Esta redação foi substituída em 24/12/2025. Ver a versão consolidada
1 - Sem prejuízo da supervisão dos membros do Governo com responsabilidade pela Administração Pública, os processos de fusão e reestruturação dos serviços referidos nos n.os 2 e 3 do artigo 2.º são da responsabilidade:
a) Do Secretário-Geral do Governo e presidente do conselho diretivo da ESPAP, I. P., como coordenadores executivos;
b) Dos dirigentes máximos das entidades que são objeto de fusão, previstas no n.º 2 do artigo 2.º, em relação às respetivas entidades;
c) Dos dirigentes máximos das entidades que são objeto de reestruturação, previstas no n.º 3 do artigo 2.º, em relação às respetivas entidades.
2 - Os processos de fusão a que se refere o n.º 2 do artigo 2.º compreendem todas as operações e decisões necessárias e adequadas à concretização da transferência integral das atribuições e competências para os serviços integradores, à reafetação dos trabalhadores e de todos os demais recursos das secretarias-gerais e do CEGER.

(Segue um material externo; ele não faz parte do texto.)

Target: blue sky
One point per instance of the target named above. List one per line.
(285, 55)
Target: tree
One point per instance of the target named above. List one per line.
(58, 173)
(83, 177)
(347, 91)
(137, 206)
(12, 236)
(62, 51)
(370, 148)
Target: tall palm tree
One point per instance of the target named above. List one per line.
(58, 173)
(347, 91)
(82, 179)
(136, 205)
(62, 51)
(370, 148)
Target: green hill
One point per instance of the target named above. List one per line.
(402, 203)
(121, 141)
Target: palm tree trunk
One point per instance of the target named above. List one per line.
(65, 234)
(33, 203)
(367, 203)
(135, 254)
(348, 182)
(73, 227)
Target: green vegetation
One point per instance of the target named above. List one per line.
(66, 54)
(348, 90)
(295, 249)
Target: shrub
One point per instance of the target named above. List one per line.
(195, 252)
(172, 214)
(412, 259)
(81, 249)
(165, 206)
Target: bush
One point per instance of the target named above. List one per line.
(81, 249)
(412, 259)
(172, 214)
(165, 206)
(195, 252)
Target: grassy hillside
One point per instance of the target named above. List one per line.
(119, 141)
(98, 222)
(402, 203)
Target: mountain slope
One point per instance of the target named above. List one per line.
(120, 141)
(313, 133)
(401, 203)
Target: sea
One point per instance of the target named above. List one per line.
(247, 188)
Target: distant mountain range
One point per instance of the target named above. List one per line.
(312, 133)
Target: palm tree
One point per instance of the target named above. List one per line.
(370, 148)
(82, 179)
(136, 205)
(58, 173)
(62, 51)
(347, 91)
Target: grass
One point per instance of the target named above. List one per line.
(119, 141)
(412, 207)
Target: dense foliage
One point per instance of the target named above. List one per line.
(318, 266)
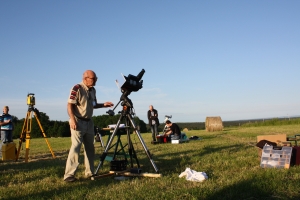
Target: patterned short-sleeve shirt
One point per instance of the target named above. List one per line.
(84, 98)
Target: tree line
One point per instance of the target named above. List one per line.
(54, 128)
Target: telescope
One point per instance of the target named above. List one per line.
(30, 99)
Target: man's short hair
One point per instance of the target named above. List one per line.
(168, 122)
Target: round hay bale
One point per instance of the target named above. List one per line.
(213, 124)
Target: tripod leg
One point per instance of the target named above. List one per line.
(23, 134)
(131, 150)
(40, 125)
(143, 143)
(104, 154)
(101, 141)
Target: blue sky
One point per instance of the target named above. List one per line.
(234, 59)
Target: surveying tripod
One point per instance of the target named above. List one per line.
(26, 130)
(126, 115)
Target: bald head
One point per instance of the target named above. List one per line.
(89, 78)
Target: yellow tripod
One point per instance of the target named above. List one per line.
(26, 130)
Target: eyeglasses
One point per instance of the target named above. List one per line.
(95, 78)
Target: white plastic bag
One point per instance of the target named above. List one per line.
(192, 175)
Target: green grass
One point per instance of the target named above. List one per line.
(229, 158)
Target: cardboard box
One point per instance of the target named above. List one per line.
(9, 151)
(272, 138)
(276, 157)
(278, 139)
(295, 160)
(175, 141)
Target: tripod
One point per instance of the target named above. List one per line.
(126, 114)
(25, 134)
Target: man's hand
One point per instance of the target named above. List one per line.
(108, 104)
(73, 124)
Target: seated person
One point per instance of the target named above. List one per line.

3 - Os processos de reestruturação a que se refere o n.º 3 do artigo 2.º compreendem todas as operações e decisões necessárias e adequadas à concretização da transferência das atribuições e competências dos serviços e à reafetação dos respetivos recursos.
4 - Sem prejuízo do disposto no presente decreto-lei, aos processos de reestruturação e fusão é aplicável o regime jurídico previsto no Decreto-Lei n.º 200/2006, de 25 de outubro, e na Lei n.º 25/2017, de 30 de maio, na sua redação atual.